As discussed in Moore (2012) and Imai, King, and Stuart (2008), “bad blocking” is often only a problem in small samples and can go away if the sample size is sufficiently large.

How small small is will depend on the background model and specifics of the estimand (Imai 2008). For any given model, however, DeclareDesign makes it easy to answer that kind of question. Here we do the same diagnosis as above but with larger designs with \(N\)s of 250 and 2500.

diagnose_design(Like_blocks_250  = redesign(design_likes,     N = 250),
                No_blocks_250    = redesign(design_no_blocks, N = 250),
                Opposites_250    = redesign(design_opposites, N = 250),
                Like_blocks_2500 = redesign(design_likes,     N = 2500),
                No_blocks_2500   = redesign(design_no_blocks, N = 2500),
                Opposites_2500   = redesign(design_opposites, N = 2500),
                diagnosands      = declare_diagnosands(sd_estimate = sd(estimate))

Design	N	SD Estimate
Like_blocks_250	250	0.064
No_blocks_250	250	0.091
Opposites_250	250	0.111
Like_blocks_2500	2500	0.020
No_blocks_2500	2500	0.029
Opposites_2500	2500	0.035

We see here how the loss from bad blocking declines, in absolute terms, with sample size (as does variance in general).

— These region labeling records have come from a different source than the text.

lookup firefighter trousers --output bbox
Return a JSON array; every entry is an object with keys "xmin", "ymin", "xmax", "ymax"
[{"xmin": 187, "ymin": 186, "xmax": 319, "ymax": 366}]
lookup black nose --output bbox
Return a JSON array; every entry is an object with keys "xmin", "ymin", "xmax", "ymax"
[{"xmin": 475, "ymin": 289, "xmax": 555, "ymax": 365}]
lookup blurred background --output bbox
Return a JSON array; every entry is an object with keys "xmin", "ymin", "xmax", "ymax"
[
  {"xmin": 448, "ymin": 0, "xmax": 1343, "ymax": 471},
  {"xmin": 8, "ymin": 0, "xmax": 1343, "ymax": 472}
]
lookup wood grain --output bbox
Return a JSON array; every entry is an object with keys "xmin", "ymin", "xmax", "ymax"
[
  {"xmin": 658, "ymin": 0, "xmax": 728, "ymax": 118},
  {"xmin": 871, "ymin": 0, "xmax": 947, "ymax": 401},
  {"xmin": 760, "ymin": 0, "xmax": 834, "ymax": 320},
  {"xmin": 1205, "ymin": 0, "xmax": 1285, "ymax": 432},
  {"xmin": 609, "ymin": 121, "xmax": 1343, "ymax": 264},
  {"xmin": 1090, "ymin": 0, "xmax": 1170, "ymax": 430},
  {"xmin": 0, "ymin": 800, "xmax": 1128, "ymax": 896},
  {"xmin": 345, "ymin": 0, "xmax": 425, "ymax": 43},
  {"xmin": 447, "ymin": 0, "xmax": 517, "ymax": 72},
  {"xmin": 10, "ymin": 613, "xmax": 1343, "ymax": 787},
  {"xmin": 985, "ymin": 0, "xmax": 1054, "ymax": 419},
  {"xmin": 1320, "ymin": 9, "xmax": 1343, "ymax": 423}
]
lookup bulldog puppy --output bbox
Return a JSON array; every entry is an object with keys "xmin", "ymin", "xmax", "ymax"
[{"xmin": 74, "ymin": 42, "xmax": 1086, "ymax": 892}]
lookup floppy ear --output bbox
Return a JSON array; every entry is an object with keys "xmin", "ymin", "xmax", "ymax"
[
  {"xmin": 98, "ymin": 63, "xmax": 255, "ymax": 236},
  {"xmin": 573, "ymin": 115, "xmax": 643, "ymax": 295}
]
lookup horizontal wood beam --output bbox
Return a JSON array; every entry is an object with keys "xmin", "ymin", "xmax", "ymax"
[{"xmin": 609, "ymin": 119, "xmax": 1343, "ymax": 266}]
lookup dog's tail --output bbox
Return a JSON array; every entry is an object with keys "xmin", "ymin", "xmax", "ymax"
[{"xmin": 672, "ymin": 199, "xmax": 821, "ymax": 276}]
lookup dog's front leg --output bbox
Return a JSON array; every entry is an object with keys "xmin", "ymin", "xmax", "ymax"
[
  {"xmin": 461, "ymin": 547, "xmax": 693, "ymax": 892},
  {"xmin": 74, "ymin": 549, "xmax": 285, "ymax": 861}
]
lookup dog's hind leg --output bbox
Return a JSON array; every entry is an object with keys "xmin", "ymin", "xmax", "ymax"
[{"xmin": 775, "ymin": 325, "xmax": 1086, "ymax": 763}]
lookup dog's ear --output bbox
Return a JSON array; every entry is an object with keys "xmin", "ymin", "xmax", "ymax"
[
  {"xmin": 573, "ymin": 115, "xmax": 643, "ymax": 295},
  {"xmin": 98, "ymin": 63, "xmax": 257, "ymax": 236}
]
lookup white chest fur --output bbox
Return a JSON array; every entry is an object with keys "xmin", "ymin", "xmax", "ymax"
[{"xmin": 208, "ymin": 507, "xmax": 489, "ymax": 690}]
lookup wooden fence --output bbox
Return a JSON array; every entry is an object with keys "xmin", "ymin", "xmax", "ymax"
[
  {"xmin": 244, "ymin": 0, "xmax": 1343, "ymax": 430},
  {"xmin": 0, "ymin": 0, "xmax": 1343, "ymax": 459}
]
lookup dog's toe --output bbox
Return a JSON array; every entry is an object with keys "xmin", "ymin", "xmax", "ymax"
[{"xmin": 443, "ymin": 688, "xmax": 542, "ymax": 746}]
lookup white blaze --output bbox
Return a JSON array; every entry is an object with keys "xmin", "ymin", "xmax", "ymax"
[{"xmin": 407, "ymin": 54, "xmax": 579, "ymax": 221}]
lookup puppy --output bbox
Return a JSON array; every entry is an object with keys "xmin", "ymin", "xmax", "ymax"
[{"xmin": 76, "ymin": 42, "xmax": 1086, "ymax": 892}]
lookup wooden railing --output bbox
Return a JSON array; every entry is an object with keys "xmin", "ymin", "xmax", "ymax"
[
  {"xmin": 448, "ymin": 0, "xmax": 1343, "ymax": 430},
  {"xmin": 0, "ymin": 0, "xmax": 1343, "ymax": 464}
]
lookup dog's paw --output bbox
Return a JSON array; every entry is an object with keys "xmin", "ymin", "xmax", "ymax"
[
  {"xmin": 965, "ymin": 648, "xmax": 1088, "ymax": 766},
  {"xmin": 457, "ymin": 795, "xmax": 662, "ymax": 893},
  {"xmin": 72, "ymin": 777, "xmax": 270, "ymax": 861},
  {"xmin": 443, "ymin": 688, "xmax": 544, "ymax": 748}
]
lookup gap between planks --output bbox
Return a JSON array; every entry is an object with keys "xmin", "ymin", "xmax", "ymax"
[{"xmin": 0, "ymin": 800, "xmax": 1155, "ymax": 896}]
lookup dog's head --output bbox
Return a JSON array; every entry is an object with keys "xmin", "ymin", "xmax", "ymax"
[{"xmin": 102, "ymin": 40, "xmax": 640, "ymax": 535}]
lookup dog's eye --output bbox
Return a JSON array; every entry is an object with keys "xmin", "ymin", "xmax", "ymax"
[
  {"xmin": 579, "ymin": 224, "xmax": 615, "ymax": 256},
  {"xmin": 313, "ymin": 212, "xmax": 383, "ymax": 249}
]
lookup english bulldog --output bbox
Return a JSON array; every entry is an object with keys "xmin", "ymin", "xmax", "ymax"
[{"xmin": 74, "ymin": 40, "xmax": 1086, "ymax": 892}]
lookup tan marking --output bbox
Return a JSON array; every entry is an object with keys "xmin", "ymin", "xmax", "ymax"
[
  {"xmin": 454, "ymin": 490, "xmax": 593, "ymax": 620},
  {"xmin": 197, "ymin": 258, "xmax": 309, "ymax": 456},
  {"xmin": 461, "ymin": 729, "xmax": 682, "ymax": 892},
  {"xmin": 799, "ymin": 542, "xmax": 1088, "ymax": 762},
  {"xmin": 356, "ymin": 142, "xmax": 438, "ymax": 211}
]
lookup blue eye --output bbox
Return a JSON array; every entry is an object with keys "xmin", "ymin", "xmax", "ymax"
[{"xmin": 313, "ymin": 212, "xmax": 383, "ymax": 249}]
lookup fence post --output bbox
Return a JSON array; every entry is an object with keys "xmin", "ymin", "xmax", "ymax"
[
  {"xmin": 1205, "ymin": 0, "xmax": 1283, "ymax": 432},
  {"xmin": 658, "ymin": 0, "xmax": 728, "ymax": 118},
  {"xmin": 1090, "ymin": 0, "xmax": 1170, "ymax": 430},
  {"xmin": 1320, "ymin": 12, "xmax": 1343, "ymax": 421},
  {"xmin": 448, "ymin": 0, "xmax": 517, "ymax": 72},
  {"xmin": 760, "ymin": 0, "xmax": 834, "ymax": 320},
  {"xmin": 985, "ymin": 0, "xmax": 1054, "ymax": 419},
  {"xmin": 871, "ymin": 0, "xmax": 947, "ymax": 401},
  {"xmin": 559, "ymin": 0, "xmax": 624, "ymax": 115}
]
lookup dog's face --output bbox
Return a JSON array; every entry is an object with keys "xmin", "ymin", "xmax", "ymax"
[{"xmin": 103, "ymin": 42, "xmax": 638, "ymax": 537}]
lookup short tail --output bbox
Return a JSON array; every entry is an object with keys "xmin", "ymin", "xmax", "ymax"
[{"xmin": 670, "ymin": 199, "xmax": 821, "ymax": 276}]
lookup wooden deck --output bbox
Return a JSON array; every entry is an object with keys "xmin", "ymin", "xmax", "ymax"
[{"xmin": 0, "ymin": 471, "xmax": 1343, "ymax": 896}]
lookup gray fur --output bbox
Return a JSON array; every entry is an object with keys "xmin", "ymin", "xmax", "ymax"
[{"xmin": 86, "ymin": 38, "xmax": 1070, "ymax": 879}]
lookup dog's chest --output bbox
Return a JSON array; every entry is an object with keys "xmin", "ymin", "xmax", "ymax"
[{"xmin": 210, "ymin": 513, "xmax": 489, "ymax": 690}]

In relative terms though we note that we are not seeing clear declines for this design. In the \(N = 100\) case the variance in the sampling distribution with bad blocking is an estimated 47% bigger than the variance with no blocking; for \(N = 250\) it is 50% bigger and for \(N = 2500\) it is 48% bigger.

References

Gerber, Alan S., and Donald P. Green. 2012. Field Experiments: Design, Analysis, and Interpretation. WW Norton.

Imai, Kosuke. 2008. “Variance Identification and Efficiency Analysis in Randomized Experiments Under the Matched-Pair Design.” Statistics in Medicine 27 (24): 4857–73.

Imai, Kosuke, Gary King, and Elizabeth A Stuart. 2008. “Misunderstandings Between Experimentalists and Observationalists about Causal Inference.” Journal of the Royal Statistical Society: Series A (Statistics in Society) 171 (2): 481–502.

Moore, Ryan T. 2012. “Multivariate Continuous Blocking to Improve Political Science Experiments.” Political Analysis 20 (4): 460–79.